Correspondence to: Dr Bhaskar Shenoy, Head, Department of Pediatrics, Manipal Hospitals, Bangalore, Karnataka, India. Email: [email protected]

Published online: August 28, 2020;
PII:
S097475591600188

 


Objective: To formulate practice guidelines on diagnosis and management of Kawasaki disease (KD) for Indian children. Justification: KD is a systemic vasculitis that predominantly affects infants and children less than 5 years of age. Coronary artery abnormalities (CAA) develop in around 15-25% of untreated children with KD. Coronary artery involvement can lead to long-term cardiovascular implications such as development of premature coronary artery disease. Diagnosis of KD is essentially clinical based on recognition of a constellation of characteristic symptoms and signs. Timely diagnosis and initiation of intravenous immunoglobulin (IVIG) therapy is known to produce five-fold reduction in the incidence of CAA. As there is no confirmatory laboratory test for KD, the diagnosis may be missed if one is not familiar with the nuances of clinical diagnosis. Process: A committee was formed under the auspices of Indian Academy of Pediatrics in early 2018 for preparing guidelines on KD in Indian children. A meeting of the consultative committee was held in Mumbai, and a draft protocol was devised. All members scrutinized the recent publications on the subject and an attempt was made to arrive at a broad consensus. Published guidelines on the subject were also reviewed. Recommendations: The diagnosis is clinical and is aided by laboratory and 2D echocardiography. First line of therapy is IVIG, and should be started expeditiously once the diagnosis is made.

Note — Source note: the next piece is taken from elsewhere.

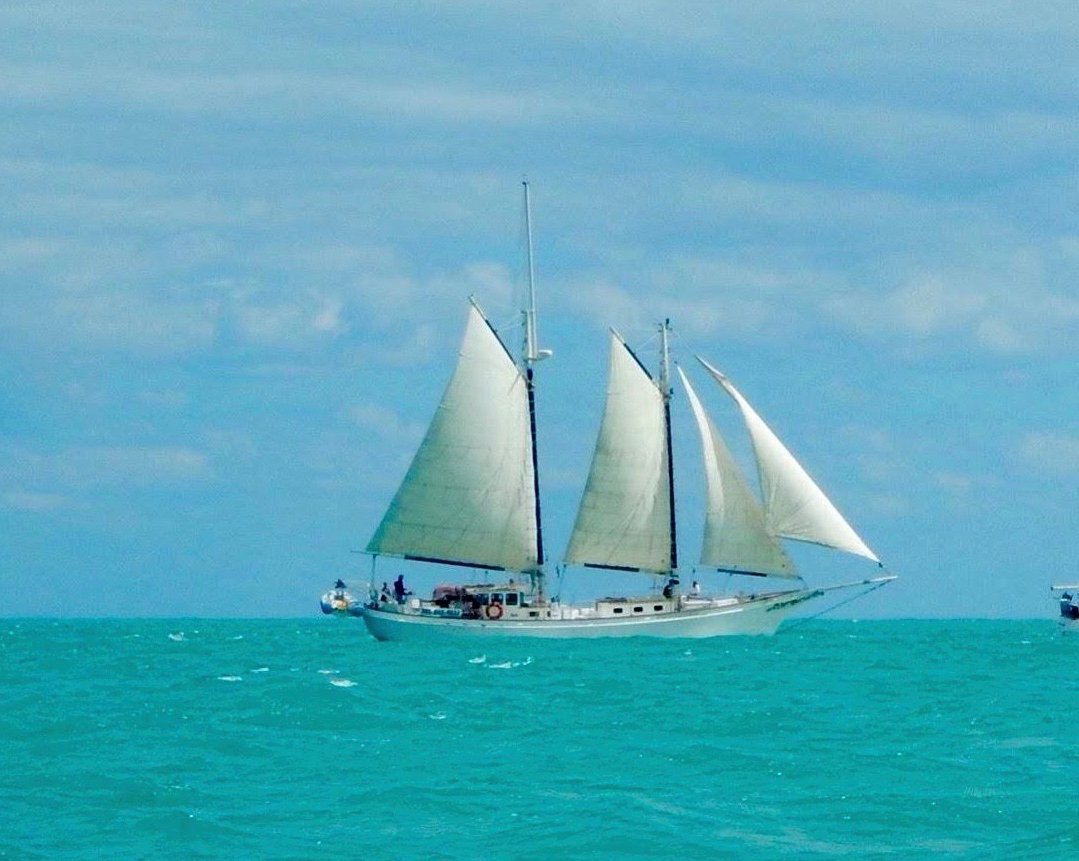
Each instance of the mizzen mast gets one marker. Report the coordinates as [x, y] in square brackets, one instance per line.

Keywords: Coronary artery abnormalities, Diagnosis, Intravenous Immunoglobulin, Infliximab, Management.



Kawasaki Disease (KD) is an acute febrile illness that commonly affects children below 5 years of age. Classified under pre-dominantly medium vasculitides, it has a predilection to involve coronary arteries. Ever since the first report by Dr. Tomisaku Kawasaki from Japan in 1967 [1], the disease has been increasingly reported world-wide. KD has become one of the leading causes of acquired heart disease among children in many developed countries.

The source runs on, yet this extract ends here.